The second question raised by Conn. Gen. Stat. 29-37b, request hat the gun locking device be installed at the time of purchase. Because 29-37b imposes the penalty of a five hundred dollar fine for violation thereof, it is a criminal statute, the interpretation of which is best left to the agency charged with he responsibility for its enforcement. Your questions concerning 29-37b were forwarded to the Office of the Chief State's Attorney on June 17, 1991, with this purpose in mind. By correspondence dated June 24, 1991, the Chief State's Attorney indicated that, in his opinion, 29-37b required the lock to be physically installed on he gun at the time of purchase.

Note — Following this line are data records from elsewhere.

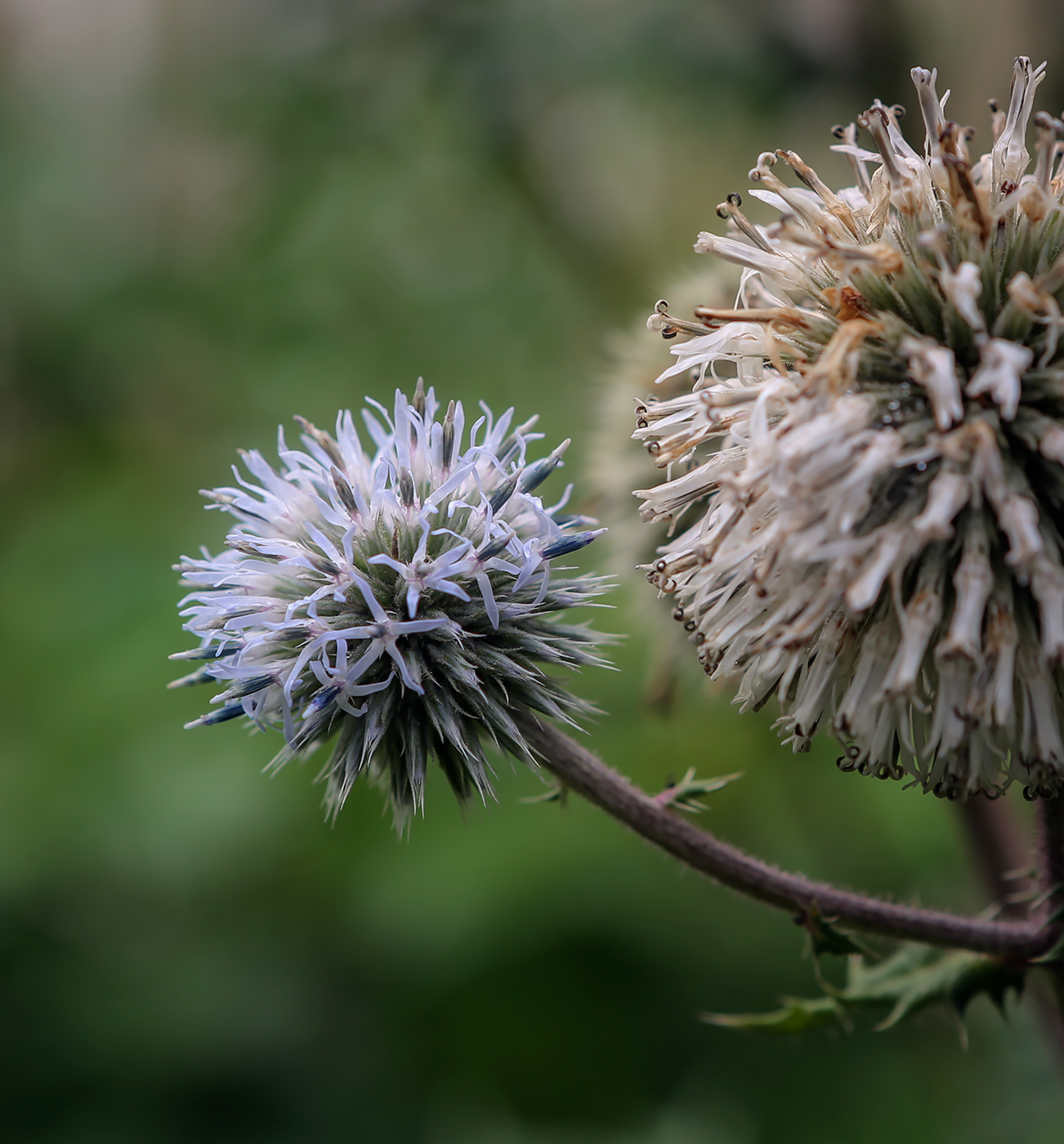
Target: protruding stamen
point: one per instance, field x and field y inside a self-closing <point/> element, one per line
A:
<point x="566" y="545"/>
<point x="820" y="188"/>
<point x="848" y="136"/>
<point x="729" y="211"/>
<point x="538" y="472"/>
<point x="449" y="437"/>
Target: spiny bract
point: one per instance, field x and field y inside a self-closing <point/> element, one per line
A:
<point x="395" y="600"/>
<point x="881" y="511"/>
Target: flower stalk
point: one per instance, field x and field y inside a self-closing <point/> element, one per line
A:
<point x="585" y="774"/>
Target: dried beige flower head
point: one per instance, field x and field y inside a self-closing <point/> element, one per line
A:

Citing State v. Leary, 217 Conn. 404, 411, 587 A.2d 85 (1991), for the proposition that "[i]t is a well settled rule f statutory construction that the legislature intended to achieve a rational and sensible result," the Chief State's Attorney opined that requiring a gun locking device to be installed in a firearm at the time of purchase will give effect to the intent of the legislature to protect minor from injury of death caused by the discharge of a firearm which would not otherwise occur if a gun locking device was installed by the person who provided it. We defer to the opinion of the Chief State's Attorney in this regard. Consequently, the department's guidelines should be revised in accordance with the above. We hope that the foregoing advice has answered your concerns. Please do not hesitate to call upon us should additional questions arise.

Very truly yours,

RICHARD BLUMENTHAL
ATTORNEY GENERAL

Stephen R. Sarnoski
Assistant Attorney General

RB/SRS/br


1 The underlined language was notably absent from the text of the original version of Senate Bill 305 as considered by the Public Safety Committee of the State Senate during February, 1990. The bill was thereafter designated as "Substitute" Senate Bill 305 when it became clear that the additional language would be required as a compromise measure to gain the needed support of the House Public Safety Committee. Substitute Senate Bill 305 was later enacted as Public Act No. 90-340 without further amendment on May 8, 1990. See 33 H. Proc. Part. 29, 1990 Sess. pp. 10211-212.